Google has gotten the official seal of approval from the state of Nevada, to take to the road in its driverless cars.
Google's self-driving car has been a project the company has long been working on, with a motor vehicle already having covered 140,000 test miles in California, including a trip across the Golden Gate bridge.
But Nevada is the first state in the US to approve a self-driven vehicle license.
Google's car utilises video cameras, lasers and radar to help it safely navigate the roads, although two people are required to sit in the car at all times, and can take control if the computer makes a mistake.
Bruce Breslow, the Department of Motor Vehicles director, who approved Nevada's decision, was given a spin in Google's project. He said: "I sat in the back seat first, looking at the laptop that shows what the vehicle is seeing.

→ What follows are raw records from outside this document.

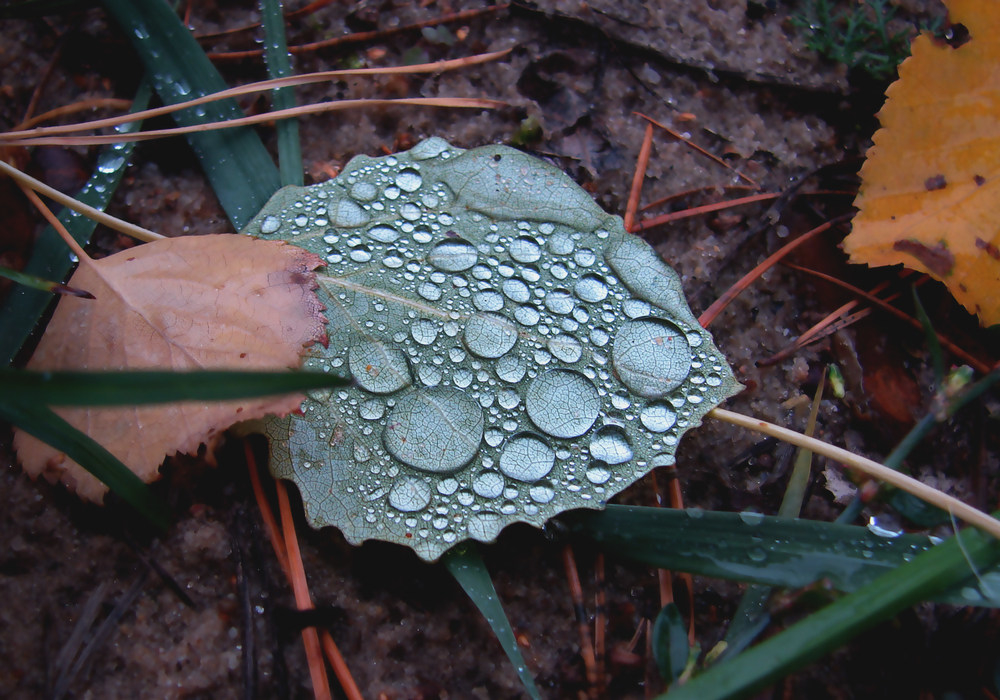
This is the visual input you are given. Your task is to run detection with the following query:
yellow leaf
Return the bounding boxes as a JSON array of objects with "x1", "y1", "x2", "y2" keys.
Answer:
[
  {"x1": 843, "y1": 0, "x2": 1000, "y2": 326},
  {"x1": 14, "y1": 234, "x2": 326, "y2": 501}
]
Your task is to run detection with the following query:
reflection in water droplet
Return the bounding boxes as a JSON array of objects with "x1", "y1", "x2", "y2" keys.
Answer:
[
  {"x1": 349, "y1": 339, "x2": 411, "y2": 394},
  {"x1": 499, "y1": 434, "x2": 555, "y2": 482},
  {"x1": 588, "y1": 426, "x2": 633, "y2": 464},
  {"x1": 349, "y1": 245, "x2": 372, "y2": 262},
  {"x1": 544, "y1": 289, "x2": 575, "y2": 315},
  {"x1": 514, "y1": 306, "x2": 541, "y2": 326},
  {"x1": 589, "y1": 327, "x2": 610, "y2": 347},
  {"x1": 417, "y1": 281, "x2": 442, "y2": 301},
  {"x1": 464, "y1": 313, "x2": 518, "y2": 359},
  {"x1": 350, "y1": 181, "x2": 377, "y2": 201},
  {"x1": 260, "y1": 216, "x2": 280, "y2": 234},
  {"x1": 574, "y1": 248, "x2": 597, "y2": 266},
  {"x1": 612, "y1": 317, "x2": 691, "y2": 398},
  {"x1": 496, "y1": 354, "x2": 527, "y2": 383},
  {"x1": 510, "y1": 236, "x2": 542, "y2": 263},
  {"x1": 382, "y1": 387, "x2": 484, "y2": 474},
  {"x1": 526, "y1": 370, "x2": 600, "y2": 438},
  {"x1": 547, "y1": 334, "x2": 583, "y2": 363},
  {"x1": 359, "y1": 398, "x2": 386, "y2": 420},
  {"x1": 438, "y1": 477, "x2": 459, "y2": 495},
  {"x1": 367, "y1": 224, "x2": 400, "y2": 242},
  {"x1": 473, "y1": 290, "x2": 504, "y2": 311},
  {"x1": 575, "y1": 274, "x2": 609, "y2": 302},
  {"x1": 640, "y1": 403, "x2": 677, "y2": 433},
  {"x1": 500, "y1": 278, "x2": 530, "y2": 303},
  {"x1": 467, "y1": 512, "x2": 503, "y2": 540},
  {"x1": 497, "y1": 388, "x2": 520, "y2": 410},
  {"x1": 295, "y1": 214, "x2": 309, "y2": 227},
  {"x1": 411, "y1": 319, "x2": 439, "y2": 345},
  {"x1": 395, "y1": 168, "x2": 423, "y2": 192},
  {"x1": 429, "y1": 238, "x2": 478, "y2": 272},
  {"x1": 529, "y1": 482, "x2": 555, "y2": 504},
  {"x1": 388, "y1": 477, "x2": 432, "y2": 512},
  {"x1": 417, "y1": 364, "x2": 442, "y2": 386},
  {"x1": 586, "y1": 463, "x2": 612, "y2": 484},
  {"x1": 473, "y1": 471, "x2": 505, "y2": 498},
  {"x1": 400, "y1": 202, "x2": 421, "y2": 221},
  {"x1": 332, "y1": 199, "x2": 370, "y2": 227}
]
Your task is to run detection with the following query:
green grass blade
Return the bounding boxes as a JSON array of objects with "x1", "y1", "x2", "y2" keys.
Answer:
[
  {"x1": 659, "y1": 519, "x2": 1000, "y2": 700},
  {"x1": 0, "y1": 266, "x2": 94, "y2": 298},
  {"x1": 259, "y1": 0, "x2": 302, "y2": 187},
  {"x1": 443, "y1": 545, "x2": 541, "y2": 700},
  {"x1": 571, "y1": 505, "x2": 999, "y2": 607},
  {"x1": 652, "y1": 603, "x2": 689, "y2": 683},
  {"x1": 0, "y1": 81, "x2": 151, "y2": 366},
  {"x1": 101, "y1": 0, "x2": 281, "y2": 229},
  {"x1": 0, "y1": 400, "x2": 170, "y2": 531},
  {"x1": 0, "y1": 369, "x2": 349, "y2": 405}
]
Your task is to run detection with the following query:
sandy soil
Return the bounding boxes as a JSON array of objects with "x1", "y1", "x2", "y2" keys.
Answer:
[{"x1": 3, "y1": 1, "x2": 998, "y2": 698}]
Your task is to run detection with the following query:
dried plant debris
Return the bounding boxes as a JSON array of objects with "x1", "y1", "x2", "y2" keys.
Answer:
[{"x1": 249, "y1": 138, "x2": 741, "y2": 560}]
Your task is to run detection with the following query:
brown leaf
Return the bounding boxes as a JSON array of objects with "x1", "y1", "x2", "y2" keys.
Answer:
[
  {"x1": 842, "y1": 0, "x2": 1000, "y2": 326},
  {"x1": 13, "y1": 234, "x2": 326, "y2": 501}
]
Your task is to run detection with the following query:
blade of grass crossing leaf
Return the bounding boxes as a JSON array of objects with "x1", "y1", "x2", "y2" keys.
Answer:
[
  {"x1": 571, "y1": 506, "x2": 1000, "y2": 607},
  {"x1": 101, "y1": 0, "x2": 281, "y2": 229},
  {"x1": 443, "y1": 545, "x2": 541, "y2": 700},
  {"x1": 0, "y1": 81, "x2": 151, "y2": 365},
  {"x1": 260, "y1": 0, "x2": 303, "y2": 187},
  {"x1": 658, "y1": 518, "x2": 1000, "y2": 700},
  {"x1": 0, "y1": 401, "x2": 169, "y2": 530},
  {"x1": 0, "y1": 369, "x2": 349, "y2": 405}
]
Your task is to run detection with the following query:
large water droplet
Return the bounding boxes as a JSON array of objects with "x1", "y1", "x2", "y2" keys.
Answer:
[
  {"x1": 640, "y1": 403, "x2": 677, "y2": 433},
  {"x1": 467, "y1": 511, "x2": 503, "y2": 540},
  {"x1": 473, "y1": 290, "x2": 504, "y2": 312},
  {"x1": 429, "y1": 238, "x2": 478, "y2": 272},
  {"x1": 473, "y1": 471, "x2": 505, "y2": 499},
  {"x1": 399, "y1": 202, "x2": 422, "y2": 221},
  {"x1": 367, "y1": 224, "x2": 400, "y2": 242},
  {"x1": 332, "y1": 198, "x2": 370, "y2": 227},
  {"x1": 528, "y1": 482, "x2": 555, "y2": 504},
  {"x1": 544, "y1": 289, "x2": 575, "y2": 315},
  {"x1": 496, "y1": 354, "x2": 527, "y2": 383},
  {"x1": 350, "y1": 181, "x2": 377, "y2": 201},
  {"x1": 349, "y1": 339, "x2": 411, "y2": 394},
  {"x1": 395, "y1": 168, "x2": 423, "y2": 192},
  {"x1": 463, "y1": 313, "x2": 518, "y2": 359},
  {"x1": 410, "y1": 319, "x2": 439, "y2": 345},
  {"x1": 585, "y1": 463, "x2": 612, "y2": 484},
  {"x1": 547, "y1": 334, "x2": 583, "y2": 363},
  {"x1": 499, "y1": 434, "x2": 554, "y2": 482},
  {"x1": 388, "y1": 477, "x2": 432, "y2": 512},
  {"x1": 588, "y1": 426, "x2": 633, "y2": 464},
  {"x1": 575, "y1": 274, "x2": 609, "y2": 303},
  {"x1": 382, "y1": 387, "x2": 484, "y2": 474},
  {"x1": 501, "y1": 278, "x2": 531, "y2": 303},
  {"x1": 260, "y1": 215, "x2": 280, "y2": 234},
  {"x1": 510, "y1": 236, "x2": 542, "y2": 263},
  {"x1": 417, "y1": 364, "x2": 442, "y2": 386},
  {"x1": 409, "y1": 137, "x2": 449, "y2": 160},
  {"x1": 526, "y1": 369, "x2": 600, "y2": 438},
  {"x1": 612, "y1": 317, "x2": 691, "y2": 398}
]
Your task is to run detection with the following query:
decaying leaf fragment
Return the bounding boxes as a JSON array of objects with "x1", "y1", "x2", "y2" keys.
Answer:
[
  {"x1": 14, "y1": 234, "x2": 326, "y2": 501},
  {"x1": 249, "y1": 137, "x2": 742, "y2": 561},
  {"x1": 843, "y1": 0, "x2": 1000, "y2": 326}
]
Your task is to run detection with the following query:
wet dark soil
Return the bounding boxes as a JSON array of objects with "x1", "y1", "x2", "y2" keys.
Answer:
[{"x1": 3, "y1": 1, "x2": 999, "y2": 699}]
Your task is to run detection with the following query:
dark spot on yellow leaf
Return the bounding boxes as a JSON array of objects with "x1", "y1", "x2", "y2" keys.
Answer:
[
  {"x1": 975, "y1": 237, "x2": 1000, "y2": 261},
  {"x1": 974, "y1": 174, "x2": 986, "y2": 186},
  {"x1": 892, "y1": 239, "x2": 955, "y2": 276},
  {"x1": 924, "y1": 174, "x2": 947, "y2": 191}
]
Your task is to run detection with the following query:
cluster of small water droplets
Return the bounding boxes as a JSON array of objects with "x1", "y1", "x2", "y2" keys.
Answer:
[{"x1": 257, "y1": 138, "x2": 741, "y2": 561}]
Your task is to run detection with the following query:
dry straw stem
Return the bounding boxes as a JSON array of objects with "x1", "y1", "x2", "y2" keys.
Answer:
[
  {"x1": 0, "y1": 159, "x2": 163, "y2": 243},
  {"x1": 0, "y1": 51, "x2": 511, "y2": 144},
  {"x1": 709, "y1": 407, "x2": 1000, "y2": 540}
]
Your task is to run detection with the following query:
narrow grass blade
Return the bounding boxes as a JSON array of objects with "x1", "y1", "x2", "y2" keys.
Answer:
[
  {"x1": 0, "y1": 401, "x2": 169, "y2": 530},
  {"x1": 101, "y1": 0, "x2": 281, "y2": 228},
  {"x1": 0, "y1": 369, "x2": 349, "y2": 405},
  {"x1": 0, "y1": 81, "x2": 150, "y2": 365},
  {"x1": 652, "y1": 603, "x2": 689, "y2": 683},
  {"x1": 571, "y1": 505, "x2": 1000, "y2": 607},
  {"x1": 0, "y1": 266, "x2": 94, "y2": 298},
  {"x1": 659, "y1": 519, "x2": 1000, "y2": 700},
  {"x1": 260, "y1": 0, "x2": 302, "y2": 186},
  {"x1": 443, "y1": 545, "x2": 541, "y2": 700}
]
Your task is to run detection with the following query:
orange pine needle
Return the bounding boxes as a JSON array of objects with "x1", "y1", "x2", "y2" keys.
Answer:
[
  {"x1": 636, "y1": 112, "x2": 759, "y2": 189},
  {"x1": 624, "y1": 123, "x2": 654, "y2": 232},
  {"x1": 276, "y1": 480, "x2": 333, "y2": 700},
  {"x1": 245, "y1": 442, "x2": 291, "y2": 578},
  {"x1": 699, "y1": 216, "x2": 849, "y2": 328},
  {"x1": 562, "y1": 545, "x2": 600, "y2": 693},
  {"x1": 635, "y1": 192, "x2": 779, "y2": 232},
  {"x1": 640, "y1": 184, "x2": 756, "y2": 212},
  {"x1": 16, "y1": 185, "x2": 90, "y2": 264}
]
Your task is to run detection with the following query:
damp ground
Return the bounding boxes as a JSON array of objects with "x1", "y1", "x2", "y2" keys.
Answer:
[{"x1": 4, "y1": 1, "x2": 998, "y2": 699}]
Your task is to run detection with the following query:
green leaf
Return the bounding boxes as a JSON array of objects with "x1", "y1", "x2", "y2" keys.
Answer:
[
  {"x1": 0, "y1": 400, "x2": 169, "y2": 530},
  {"x1": 250, "y1": 138, "x2": 741, "y2": 561},
  {"x1": 0, "y1": 80, "x2": 151, "y2": 365},
  {"x1": 0, "y1": 369, "x2": 349, "y2": 405},
  {"x1": 443, "y1": 545, "x2": 541, "y2": 700},
  {"x1": 651, "y1": 603, "x2": 689, "y2": 683},
  {"x1": 101, "y1": 0, "x2": 281, "y2": 229},
  {"x1": 571, "y1": 505, "x2": 1000, "y2": 607},
  {"x1": 659, "y1": 518, "x2": 1000, "y2": 700}
]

My apprehension disappeared after about five seconds."
"Once I felt confident that the car could see better than I could, they allowed me to get behind the wheel."
Robert Gifford, executive director of the Parliamentary Council for Transport Safety, was somewhat more negative regarding the prospect of these sort of vehicles becoming a reality in the UK.
Gifford noted: "Our regulations require a driver to be in control of the vehicle at all times. It would be impossible for these cars to be allowed on our roads."
"But there are cars which already park themselves and the need there is for the driver to be assisted but not replaced by the technology. The Government has to understand how the technology will develop over the next decade and get ahead of the game rather than respond to it."
What's next for Google? The days of it being just a search engine seem like a very distant, hazy memory.